Ending these waivers would tighten global oil supply, potentially supporting crude prices. For energy traders, this signals a possible reduction in Russian crude flows, which could widen the Brent-WTI spread as Brent, the global benchmark, becomes more sensitive to supply disruptions. The spread already reflects geopolitical risk, and a tighter market could push it wider. Additionally, reduced Russian supply may boost crack spreads—the difference between crude and refined product prices—as refineries compete for alternative feedstocks. The U.S. Strategic Petroleum Reserve (SPR) currently stands at around 370 million barrels, providing a buffer but limited capacity for sustained intervention. Meanwhile, OPEC+ spare capacity, primarily held by Saudi Arabia and the UAE, could be deployed to offset losses, but coordination with Russia remains a key variable. China's marginal demand, as the world's largest crude importer, will also influence price direction; any slowdown in Chinese economic activity could dampen the impact of tighter Russian supply. Market structure may shift from contango to backwardation if supply tightens quickly, incentivizing immediate consumption over storage. NowPrice's real-time fuel quotes provide the latest price levels for traders monitoring these developments.
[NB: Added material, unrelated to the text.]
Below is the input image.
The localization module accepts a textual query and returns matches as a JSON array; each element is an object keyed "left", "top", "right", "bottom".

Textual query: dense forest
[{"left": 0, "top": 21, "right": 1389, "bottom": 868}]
Market participants will watch for the Treasury's formal decision on the waivers, which could come within weeks. Any announcement will likely impact crude futures and refined product margins, especially in regions dependent on Russian oil imports, such as India and parts of Europe. Traders should also monitor OPEC+ responses and any compensatory supply adjustments, as well as the potential for the U.S. to release additional SPR barrels to calm prices. The interplay between sanctions enforcement and global supply dynamics will be critical for near-term price volatility.